在策略2的贪婪剪枝中,不去统计在特征层中准备剪掉的通道[即考虑先前层中移除的]【个人理解,就是这里又不考虑黄色部分了吧】【可以自己翻译理解下:The greedy pruning strategy does not count kernels for the already pruned feature maps.】
环境:
显卡:英伟达1650
pytorch 1.7.0(低版本应该也是可以的)
torchvision 0.8.0
torch_pruning
安装
pip install torch_pruning
导入包
import torch_pruning as tp
模型的实例化(针对已经训练好的模型)
model = torch.load('权重路径') model.eval()
对于非单层卷积的通道剪枝(不用看3.1)
剪枝之前统计一下模型的参数量
num_params_before_pruning = tp.utils.count_params(model)
1. setup strategy (L1 Norm) 计算每个通道的权重
strategy = tp.strategy.L1Strategy()
2.建立依赖图(与torch.jit很像)
DG = tp.DependencyGraph() DG = DG.build_dependency(model, example_inputs=torch.randn(1, 3, input_size[0], input_size[1])) # input_size是网络的输入大小
3.分情况(1.单个卷积进行剪枝 2.层进行剪枝)
3.1 单个卷积(会返回要剪枝的通道索引,这个通道是索引是根据L1正则得到的)
pruning_idxs = strategy(model.conv1.weight, amount=0.4) # model.conv1.weigth是对特定的卷积进行剪枝,amount是剪枝率
将根据依赖图收集所有受影响的层,将它们传播到整个图上,然后提供一个PruningPlan正确修剪模型的方法。

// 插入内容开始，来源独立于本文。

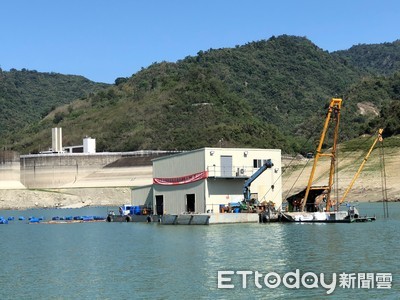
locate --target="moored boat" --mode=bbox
[282,98,381,223]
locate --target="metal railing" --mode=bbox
[206,165,256,178]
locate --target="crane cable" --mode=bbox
[379,139,389,218]
[260,123,319,207]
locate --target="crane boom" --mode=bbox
[339,128,384,205]
[301,98,342,212]
[243,159,273,202]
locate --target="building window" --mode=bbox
[253,159,269,168]
[253,159,259,168]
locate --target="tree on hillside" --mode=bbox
[379,100,400,136]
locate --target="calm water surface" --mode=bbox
[0,203,398,299]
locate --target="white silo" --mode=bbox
[52,127,62,153]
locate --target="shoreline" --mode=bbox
[0,187,131,211]
[0,189,398,211]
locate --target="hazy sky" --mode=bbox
[1,0,399,83]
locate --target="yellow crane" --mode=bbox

pruning_plan = DG.get_pruning_plan( model.conv1, tp.prune_conv, idxs=pruning_idxs ) pruning_plan.exec() torch.save(model, 'pru_model.pth')
3.2 层剪枝(需要筛选出不需要剪枝的层,比如yolo需要把头部的预测部分取出来,这个是不需要剪枝的)
excluded_layers = list(model.model[-1].modules()) for m in model.modules(): if isinstance(m, nn.Conv2d) and m not in excluded_layers: pruning_plan = DG.get_pruning_plan(m,tp.prune_conv, idxs=strategy(m.weight, amount=0.4)) print(pruning_plan) # 执行剪枝 pruning_plan.exec()
如果想看一下剪枝以后的参数,可以运行:
num_params_after_pruning = tp.utils.count_params(model) print( " Params: %s => %s"%( num_params_before_pruning, num_params_after_pruning))
剪枝完以后模型的保存(不要用torch.save(model.state_dict(),...))
torch.save(model, 'pruning_model.pth')
在代码中的prunmodel.py是对yolov4剪枝代码
如果你的权重是用torch.save(model.state_dict())保存的,请重新加载模型后用torch.save(model)保存[或调用save_whole_model函数]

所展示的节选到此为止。